You may or may not remember me writing about my favorite TV show of all time, but after much anticipation Joss Wedon's movie version starring the same great cast of characters finally arrived in theaters. I was a bit apprehensive that the movie might not live up to the hype (and my lofty expectations), but wild horses couldn't have kept me away.

Just moments into the opening scenes and I knew it'd be great. The story picks up right where the TV series left off, never missing a beat. Thankfully, the characters who had been so convincingly defined in the original series were all their same old irascible selves. It was the same ship, same crew - only the special effects had gotten better.

The real story had always been about the crew itself. An oddball bunch of hardluck cases, most of whom had at some point been upstanding members of society, but now found themselves marginalized in one way or another. They're left needing eachother and their quasi-criminal lifestyle in order to survive. They struggle to get by, they struggle to get along, and they struggle to maintain some measure of their dignity and honor in a universe gone amok.

I liked how the movie took a dark bent - darker than the TV series had been - but I was wholly unprepared for just how dim it would get. The movie was at times violent, and I expected that. People died, lots of people died - even main characters. I wasn't expecting that. I'm not sure I understand the point of killing-off key characters (other than just to heighten the sense of danger and 'realism') and I'm surprised at just how much it bothers me. I'm still shook-up over it. But despite it all I have to admit it was one hell of a movie, and I suppose it's testament to how well developed the characters are that I care so much.

After watching the movie, I came home and checked on the fansite message board and was not too surprised to discover the movie has suffered casualties in its fanbase as well. Leagues of disconsolate fans of the original TV series are irate with Wedon for killing-off their favorite characters, while countless other die-hard fans hail the movie as an overwhelming success. And regardless of how the original fans feel, the movie continues to generate rave reviews with the public at large. I'm guessing it'll be up to the survivors of Serenity to try to make some sense of the senselessness in the sequels I'm sure will come.

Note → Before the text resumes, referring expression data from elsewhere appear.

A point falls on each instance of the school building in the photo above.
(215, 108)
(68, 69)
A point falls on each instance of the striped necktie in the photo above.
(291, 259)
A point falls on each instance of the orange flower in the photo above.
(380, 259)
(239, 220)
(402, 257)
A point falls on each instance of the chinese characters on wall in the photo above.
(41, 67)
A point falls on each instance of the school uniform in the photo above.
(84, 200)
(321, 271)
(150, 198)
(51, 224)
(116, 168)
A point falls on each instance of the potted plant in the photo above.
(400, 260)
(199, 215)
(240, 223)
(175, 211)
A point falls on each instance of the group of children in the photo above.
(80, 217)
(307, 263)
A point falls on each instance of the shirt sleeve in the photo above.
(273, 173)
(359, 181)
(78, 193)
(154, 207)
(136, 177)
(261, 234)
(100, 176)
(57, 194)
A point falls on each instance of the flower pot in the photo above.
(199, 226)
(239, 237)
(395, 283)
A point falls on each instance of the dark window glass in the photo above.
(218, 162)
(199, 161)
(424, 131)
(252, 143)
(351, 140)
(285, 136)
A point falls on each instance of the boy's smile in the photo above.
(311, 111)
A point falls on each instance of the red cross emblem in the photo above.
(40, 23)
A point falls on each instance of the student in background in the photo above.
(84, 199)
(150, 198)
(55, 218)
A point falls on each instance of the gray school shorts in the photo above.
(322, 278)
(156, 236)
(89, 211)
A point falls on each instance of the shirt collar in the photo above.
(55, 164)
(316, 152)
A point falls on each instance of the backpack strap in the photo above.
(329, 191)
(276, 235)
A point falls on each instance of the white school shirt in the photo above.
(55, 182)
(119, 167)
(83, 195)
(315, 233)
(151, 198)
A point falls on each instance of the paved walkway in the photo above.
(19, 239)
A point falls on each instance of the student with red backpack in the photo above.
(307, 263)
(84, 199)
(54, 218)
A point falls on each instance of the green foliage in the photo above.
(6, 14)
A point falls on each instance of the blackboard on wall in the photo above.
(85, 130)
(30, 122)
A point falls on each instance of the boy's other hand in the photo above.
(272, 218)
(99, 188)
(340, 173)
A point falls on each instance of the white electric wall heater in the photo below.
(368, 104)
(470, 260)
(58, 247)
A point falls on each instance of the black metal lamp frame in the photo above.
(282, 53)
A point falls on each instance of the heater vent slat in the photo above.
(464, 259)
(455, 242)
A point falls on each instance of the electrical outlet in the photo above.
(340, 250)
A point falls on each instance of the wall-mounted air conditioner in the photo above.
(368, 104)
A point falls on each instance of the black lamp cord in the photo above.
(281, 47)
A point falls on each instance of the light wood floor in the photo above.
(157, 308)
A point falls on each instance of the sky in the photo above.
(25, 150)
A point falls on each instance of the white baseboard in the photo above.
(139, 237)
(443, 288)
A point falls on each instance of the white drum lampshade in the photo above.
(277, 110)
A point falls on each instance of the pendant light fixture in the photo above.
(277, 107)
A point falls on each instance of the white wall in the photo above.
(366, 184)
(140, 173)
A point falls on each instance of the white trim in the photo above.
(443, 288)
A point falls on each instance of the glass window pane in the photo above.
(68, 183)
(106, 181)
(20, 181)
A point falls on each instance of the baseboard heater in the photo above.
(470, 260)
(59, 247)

Blogger The Grey Ghost said...

I thought Serenity was a good "companion" to the show, but you're right - Firefly is incredible. I can't believe anyone ever cancelled it. That show kicks my ass. There was never a bad episode, and some of them are just incredible.

I share the same sentiments as you regarding the deaths of the cast members, particularly because it seemed like Joss Whedon needed to justify us taking the villain seriously. And for a show that kept things consistently fresh and engaging, they died in pretty unoriginal ways. We've seen deaths like those in films before. Nothing new. I don't think it was fair to the characters, but hey - it's Joss' baby. What bothered me, though, was how little the deaths were considered by the characters. Not one character lamented about either death, and the "funeral" scene was just a quick, quiet snippet. The crew of Serenity I remember was chattery and fairly open when they needed to be, not quiet and reserved. Where was the dialogue? The engaging emotional drama and tension from the show?

10/12/2005 7:32 PM  
Blogger Dædalux said...

I agree. The crew's actual reactions to the deaths of their mates were barely shown.

And it is Joss's baby to do with as he will. I think Joss was thinking that while a story with a bunch of main characters might work on TV, a movie needs more focus. Rather than regulate a few to background character status, he went for maximum effect instead. . .
and I was numb for the rest of the movie.

I just hope that in the sequels there are moments in which the crew has to take stock of how important the fallen really were. Joss can kill 'em, but the loss is only meaningful in its significance to the rest of the crew.